By shifting from conventional local-area radio frequency, serial connections, and inflexible proprietary protocols to IP networking, Cyanview’s devices redefined how camera systems operate. Their feature set is unheard of in the industry: Unlimited multicam. Tally lights. Pan & Tilt control. Integration with color correctors. World-spanning remote production.
The ease and safety of shipping new functionality have allowed the company to support new features very quickly. One example is the increasing use of mirrorless cameras on gimbals to capture crowd shots. Cyanview were able to prototype gimbal control, test it with a customer and validate that it worked in a very short amount of time. This quick prototyping and validation of features is made possible by a flexible architecture that ensures that critical fundamentals don’t break.
Camera companies that don’t produce broadcast shading remotes, such as Canon or RED, recommend Cyanview to their customers. Rather than competing with most broadcast hardware companies, Cyanview considers itself a partner. The power of a small team, a quality product and powerful tools can be surprising. Rather than focusing on marketing, Cyanview works very closely with its customers by supporting the success of their events and providing in-depth customer service.
Looking back and forward
When asked if he would choose Elixir again, David responded:
“Yes. We’ve seen what the Erlang VM can do, and it has been very well-suited to our needs. You don’t appreciate all the things Elixir offers out of the box until you have to try to implement them yourself. It was not pure luck that we picked it, but we were still lucky. Elixir turned out to bring a lot that we did not know would be valuable to us. And we see those parts clearly now.”
Cyanview hopes to grow the team more, but plans to do so responsibly over time. Currently there is a lot more to do than the small team can manage.

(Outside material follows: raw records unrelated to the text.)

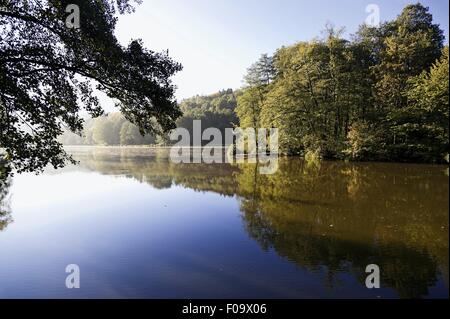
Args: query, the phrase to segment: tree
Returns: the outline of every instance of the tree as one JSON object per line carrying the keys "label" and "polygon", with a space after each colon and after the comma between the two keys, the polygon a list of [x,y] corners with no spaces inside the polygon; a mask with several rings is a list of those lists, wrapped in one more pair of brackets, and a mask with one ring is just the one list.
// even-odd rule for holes
{"label": "tree", "polygon": [[343,153],[354,160],[365,159],[379,154],[379,149],[384,149],[383,140],[373,124],[367,121],[355,121],[347,133],[348,147]]}
{"label": "tree", "polygon": [[[127,121],[123,115],[120,112],[114,112],[111,114],[108,114],[108,122],[109,125],[111,126],[110,130],[111,130],[111,140],[110,140],[110,144],[112,145],[118,145],[118,144],[122,144],[120,141],[120,130],[122,129],[122,126],[129,121]],[[136,127],[136,130],[139,134],[139,129]],[[139,134],[140,137],[142,137]]]}
{"label": "tree", "polygon": [[[0,147],[19,172],[71,160],[57,137],[63,127],[82,131],[81,110],[103,113],[94,86],[141,134],[175,127],[181,111],[170,79],[181,65],[140,40],[118,43],[116,13],[133,11],[130,2],[12,0],[0,7]],[[68,4],[80,9],[79,28],[65,23]]]}
{"label": "tree", "polygon": [[[443,35],[428,8],[408,5],[393,21],[361,27],[352,41],[341,33],[327,26],[323,39],[282,47],[271,63],[263,56],[253,64],[238,97],[241,125],[278,128],[287,154],[442,160],[448,73],[445,52],[430,71]],[[273,77],[261,71],[266,64]]]}
{"label": "tree", "polygon": [[274,58],[262,54],[257,62],[247,69],[244,88],[237,99],[236,114],[242,127],[260,127],[260,113],[269,84],[276,77]]}
{"label": "tree", "polygon": [[247,69],[244,80],[248,86],[267,85],[275,78],[275,73],[273,57],[264,53],[256,63]]}
{"label": "tree", "polygon": [[138,145],[154,144],[155,137],[150,134],[141,135],[139,128],[127,121],[120,112],[107,116],[87,119],[83,132],[76,135],[70,131],[58,138],[65,145]]}
{"label": "tree", "polygon": [[286,153],[311,151],[335,157],[343,149],[355,110],[364,103],[355,75],[364,65],[340,32],[328,28],[325,39],[301,42],[277,51],[277,77],[261,111],[264,127],[278,127]]}
{"label": "tree", "polygon": [[408,80],[429,70],[439,59],[444,37],[428,8],[421,4],[406,6],[396,20],[382,28],[379,62],[373,67],[376,105],[390,152],[397,158],[408,157],[410,150],[405,146],[412,142],[405,131],[405,124],[412,120],[404,110]]}
{"label": "tree", "polygon": [[443,162],[449,152],[448,46],[429,71],[409,79],[408,84],[408,104],[402,117],[410,120],[402,132],[411,141],[411,156]]}
{"label": "tree", "polygon": [[108,123],[106,117],[99,117],[96,119],[92,128],[92,139],[98,145],[112,145],[114,137],[112,127]]}
{"label": "tree", "polygon": [[236,115],[241,127],[260,127],[260,113],[264,93],[258,87],[245,88],[237,98]]}
{"label": "tree", "polygon": [[[193,121],[200,120],[202,129],[215,127],[225,136],[225,129],[238,124],[235,113],[236,93],[232,89],[221,90],[206,96],[194,96],[180,103],[183,116],[177,121],[178,127],[187,129],[192,136]],[[161,140],[167,144],[169,139]],[[206,142],[205,142],[206,143]]]}
{"label": "tree", "polygon": [[120,144],[121,145],[132,145],[138,144],[137,140],[139,139],[139,129],[136,125],[133,125],[129,122],[126,122],[122,125],[120,129]]}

Development is highly active, with complementary products already in place alongside the main RCP device, and the future holds even more in that regard. Cloud offerings are on the horizon, along with exciting hardware projects that build on the lessons learned so far. As these developments unfold, we’ll see Elixir play an increasingly critical role in some of the world’s largest live broadcasts.
In summary
A high-quality product delivering the right innovation at the right time in an industry that’s been underserved in terms of good integration. Elixir provided serious leverage for developing a lot of integrations with high confidence and consistent reliability. In an era where productivity and lean, efficient teams are everything, Cyanview is a prime example of how Elixir empowers small teams to achieve an outsized impact.